Tuesday, January 13, 2015

The statute books not always a reliable guide

One of the interesting things in the story out of Egypt today about a bunch of men being acquitted after being arrested on national TV for being at a bathhouse is this:
Five of them - the owner of the bathhouse and four staff members - were tried for facilitating "parties of debauchery, orgies among male homosexuals" in exchange for money. The 21 others were charged with practising debauchery and "indecent public acts".

It is not illegal to be homosexual or engage in homosexual acts in Egypt. But the International Lesbian, Gay, Bisexual, Trans and Intersex Association (ILGA) says the charge of "debauchery" is often used to crack down on homosexual activity in the country.

The charge is more often used in cases involving prostitution, but Egyptian legislation - specifically Law 10 of 1961, On the Combat of Prostitution - mentions "prostitution" and "debauchery" together.

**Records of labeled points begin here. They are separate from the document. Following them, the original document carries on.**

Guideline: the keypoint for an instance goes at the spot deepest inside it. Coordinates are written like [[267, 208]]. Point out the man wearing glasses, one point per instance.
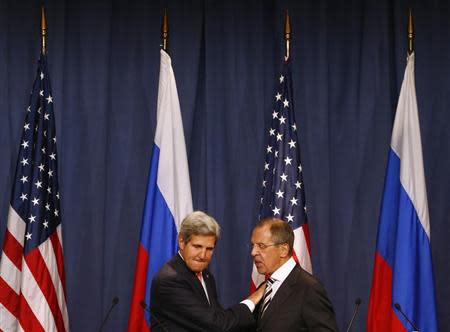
[[294, 300]]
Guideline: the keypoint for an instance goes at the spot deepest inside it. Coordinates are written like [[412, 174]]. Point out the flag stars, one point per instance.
[[276, 211], [274, 115]]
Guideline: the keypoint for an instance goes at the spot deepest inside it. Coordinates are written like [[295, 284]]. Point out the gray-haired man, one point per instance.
[[183, 293]]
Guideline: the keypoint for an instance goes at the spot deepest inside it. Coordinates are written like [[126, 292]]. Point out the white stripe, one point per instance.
[[16, 226], [9, 273], [8, 322], [301, 250], [49, 257], [36, 299], [173, 172], [406, 143]]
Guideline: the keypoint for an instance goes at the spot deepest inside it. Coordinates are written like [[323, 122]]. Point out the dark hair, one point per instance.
[[281, 232]]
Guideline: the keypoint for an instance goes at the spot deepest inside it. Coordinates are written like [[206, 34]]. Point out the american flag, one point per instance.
[[32, 283], [283, 192]]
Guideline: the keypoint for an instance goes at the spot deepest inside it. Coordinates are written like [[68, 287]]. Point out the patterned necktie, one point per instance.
[[267, 295]]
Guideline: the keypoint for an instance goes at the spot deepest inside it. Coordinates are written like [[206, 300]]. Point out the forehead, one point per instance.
[[203, 240], [261, 234]]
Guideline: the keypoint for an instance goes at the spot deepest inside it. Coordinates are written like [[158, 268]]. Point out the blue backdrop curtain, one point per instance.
[[348, 60]]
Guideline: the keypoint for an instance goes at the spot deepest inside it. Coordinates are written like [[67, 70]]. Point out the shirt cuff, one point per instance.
[[249, 304]]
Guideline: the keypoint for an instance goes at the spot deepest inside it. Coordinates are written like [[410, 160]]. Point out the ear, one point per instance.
[[181, 243], [284, 250]]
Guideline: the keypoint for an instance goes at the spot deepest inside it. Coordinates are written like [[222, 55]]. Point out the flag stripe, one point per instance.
[[56, 288], [10, 274], [39, 270]]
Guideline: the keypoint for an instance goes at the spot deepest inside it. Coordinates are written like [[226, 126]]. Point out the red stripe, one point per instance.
[[18, 306], [57, 248], [41, 274], [27, 319], [136, 321], [13, 249], [381, 316]]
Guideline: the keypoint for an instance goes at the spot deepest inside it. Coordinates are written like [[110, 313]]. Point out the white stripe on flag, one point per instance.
[[36, 299], [9, 273], [173, 171], [407, 144], [301, 250], [49, 258], [8, 322]]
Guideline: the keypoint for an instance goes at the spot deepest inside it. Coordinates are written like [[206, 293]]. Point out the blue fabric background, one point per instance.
[[348, 60]]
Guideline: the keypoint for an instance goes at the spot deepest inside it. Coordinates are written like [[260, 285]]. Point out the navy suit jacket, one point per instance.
[[178, 303], [301, 304]]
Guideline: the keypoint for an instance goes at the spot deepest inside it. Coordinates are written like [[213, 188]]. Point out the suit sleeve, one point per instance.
[[177, 302], [318, 312]]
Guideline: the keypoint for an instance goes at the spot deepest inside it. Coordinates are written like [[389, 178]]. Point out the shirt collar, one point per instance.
[[283, 271]]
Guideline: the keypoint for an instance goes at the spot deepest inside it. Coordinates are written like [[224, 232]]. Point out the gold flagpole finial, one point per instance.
[[165, 32], [43, 31], [410, 33], [287, 33]]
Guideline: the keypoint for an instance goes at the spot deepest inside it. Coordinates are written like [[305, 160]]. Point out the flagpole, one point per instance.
[[287, 34], [410, 33], [43, 31], [165, 32]]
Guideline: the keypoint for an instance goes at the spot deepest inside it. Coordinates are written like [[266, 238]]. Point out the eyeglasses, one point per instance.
[[262, 246]]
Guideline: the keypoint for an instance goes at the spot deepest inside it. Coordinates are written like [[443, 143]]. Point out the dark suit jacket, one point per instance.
[[300, 304], [178, 302]]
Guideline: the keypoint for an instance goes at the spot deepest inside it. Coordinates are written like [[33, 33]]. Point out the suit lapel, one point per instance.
[[281, 295]]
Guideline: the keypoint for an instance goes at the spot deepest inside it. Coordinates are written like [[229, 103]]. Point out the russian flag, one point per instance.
[[168, 198], [403, 271]]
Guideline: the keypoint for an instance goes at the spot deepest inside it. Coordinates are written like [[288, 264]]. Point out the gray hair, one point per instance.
[[198, 223]]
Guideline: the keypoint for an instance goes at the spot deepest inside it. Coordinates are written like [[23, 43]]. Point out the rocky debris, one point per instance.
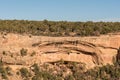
[[118, 56], [90, 50]]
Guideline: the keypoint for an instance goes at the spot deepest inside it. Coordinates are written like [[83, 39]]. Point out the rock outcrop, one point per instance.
[[92, 51]]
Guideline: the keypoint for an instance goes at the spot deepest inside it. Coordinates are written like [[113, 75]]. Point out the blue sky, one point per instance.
[[70, 10]]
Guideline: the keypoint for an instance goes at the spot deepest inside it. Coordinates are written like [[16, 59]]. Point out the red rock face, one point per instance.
[[104, 47]]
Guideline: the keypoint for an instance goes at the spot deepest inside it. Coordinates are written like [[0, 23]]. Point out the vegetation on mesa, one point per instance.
[[60, 28]]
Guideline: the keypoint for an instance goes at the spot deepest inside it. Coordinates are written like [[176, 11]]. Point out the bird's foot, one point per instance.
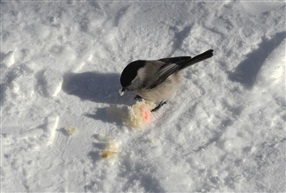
[[138, 98]]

The Collins English Dictionary defines the world as "an instance of extreme dissipation"; other descriptions relate to "sensual pleasures".

Homosexuality remains a social and religious taboo within Egypt. However, the country is not the only place where, while not illegal, it is punished or discouraged using other laws.
Goes to show that it's not always a simple matter of seeing what's on the books to know how laws are used in a country.

I also saw at the end of the LA Times report on the matter:
Other often-ostracized groups have been targeted as well; on Saturday, an Egyptian court sentenced a 21-year-old man to three years in prison after he declared on Facebook that he was an atheist.
 And this in a country where the President just got kudos for calling on Islam to reform itself.  He's got his work cut out.